Ministry of Broadcast is a game of its time, which might be why it’s so difficult to enjoy the platformer for what it is. Created by four Czech game designers, it won a slew of awards back in 2018 while in development, and for good reason. Its unique Czech and Russian avant-garde style packs a lot of design in some small sprites, and the dour setting of an industrial encampment has an impressive amount of screenshot-worthy moments thanks to its vibrant and distinct color palate.
The style is intentional, right down to the pixelated blood and graphic animations when your character meets its sudden end thanks to a misstep or leap. And the deaths are aplenty in Ministry of Broadcast, which comes with a rewind feature that falls well within the theme of the game. As the protagonist of the story, you play a distinctively red-haired, barefoot man trying to get back to his family by participating in what amounts to the logical extreme of a reality show taking place in a dictatorship. Something is a bit off about it the entire time, though, and as you make your way through the various levels you slowly start to figure things out.
The game works well as a platformer, and the design is sound and fairly intuitive. Jump down a bit too far and the vibrations warn you it was a close call along with a quick pause from your character and an on-screen message about it hurting. Jump from too high and you break your legs and have to start over. The puzzles and traversing tasks that follow are creative and take some time to work out. But the context they’re presented in are hard to shake.
It’s the same thing that makes Papers, Please — though brilliant and with plenty of replay value — difficult to stomach in recent months as well. Centering a game around the consequences of border crossing decisions is difficult to disassociate from the real world, where the nation’s borders are essentially shut down for only essential crossing due to COVID-19. Distractions in this world are important, if not essential, in a time where what’s actually happening feels so overwhelming. And much like how every piece of written doesn’t need to mention coronavirus and a global pandemic (sorry!), Ministry of Broadcast makes it tough to forget things are bleak in the real world right now, too.
The game has direct homages to 1984 and monolithic signs of authority. It also has public protest and police brutality against it. The humor with which it addresses it — the protesters and cops are “roles” people are cast to play for a TV broadcast — only mutes the graphic impact of “police” beating “protesters” so much. At times you actually inflict that harm on protesters to advance through the levels. It’s all a running gag — only you seem to take any lasting damage, and even then you can just hit the minus on your Switch and start back over again — but their continued abuse is still an unsettling inclusion.
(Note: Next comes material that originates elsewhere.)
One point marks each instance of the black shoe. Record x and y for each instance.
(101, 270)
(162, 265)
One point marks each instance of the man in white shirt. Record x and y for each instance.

That isn’t to say it’s not fun. The puzzles are interesting and some of the humor does land. And there is room for parody and brutality in gaming. The problem mostly lays with the world in which it was finally finished to be released in. Maybe soon all the omnipresent reminders of the world’s horrors will lessen and life will look more like it did when the game was being developed. But for those looking for a distraction right now it wouldn’t hurt to give Ministry of Broadcast a chance in a world that somehow feels less bleak than the game itself.